An African American Studies professor at University of California presents the tenets of an increasingly prominent intellectual movement that sees Blackness through the lens of perpetual slavery. Drawing on works of philosophy, literature, film, and critical theory, he shows that the social construct of slavery, as seen through pervasive anti-Black subjugation and violence, is hardly a relic of the past but the very engine that powers our civilization.
What The Reviewers Say
Selamawit D. Terrefe,
The Georgia Review
Its seven chapters and epilogue convey through vignette, critical theory, poetry, ruptured memory, and prosaic madness the stories of one’s Black self as a constantly absented object.
Grace Jackson-Brown,
Booklist
Wilderson...blends expressive accounts of his experiences from adolescence through middle age, a roller coaster of highs and lows, with an intellectually sophisticated exposition of his philosophy of life, race, and the world.
Paul C. Taylor,
The Washington Post
Wilderson’s ambitious book offers its readers two great gifts.
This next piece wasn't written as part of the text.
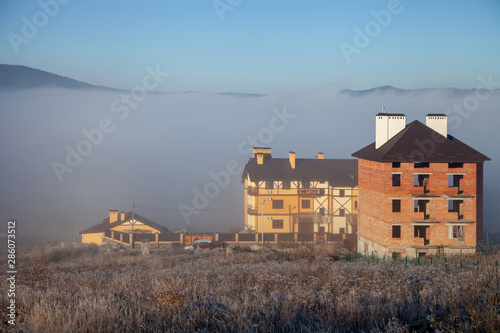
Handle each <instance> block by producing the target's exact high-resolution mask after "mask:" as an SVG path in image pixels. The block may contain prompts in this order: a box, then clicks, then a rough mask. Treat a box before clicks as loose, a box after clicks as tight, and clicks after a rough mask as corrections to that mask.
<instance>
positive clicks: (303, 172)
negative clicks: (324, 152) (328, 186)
mask: <svg viewBox="0 0 500 333" xmlns="http://www.w3.org/2000/svg"><path fill="white" fill-rule="evenodd" d="M247 174H248V175H249V176H250V180H251V181H263V180H294V181H297V180H300V181H307V180H309V181H329V182H330V183H331V184H332V185H333V186H349V187H354V186H357V185H358V161H357V160H355V159H312V158H311V159H303V158H297V159H296V160H295V169H292V166H291V165H290V160H289V159H288V158H269V159H267V160H266V161H264V163H263V164H257V159H256V158H250V159H249V160H248V163H247V165H246V166H245V170H244V171H243V178H242V182H244V181H245V178H246V175H247Z"/></svg>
First, it strives mightily to make its pessimistic vision plausible. Anyone unconvinced by the vision may find this a dubious contribution, but enough people have been convinced by the view to make an accessible introduction to it a valuable resource just for understanding contemporary intellectual life. Second, the book depicts a remarkable life, lived with daring and sincerity.
Vinson Cunningham,
The New Yorker
His memories are like scraps fished out of the shredder and reassembled into the shape of a monster; just to figure out the order of the events relayed in the book is a task.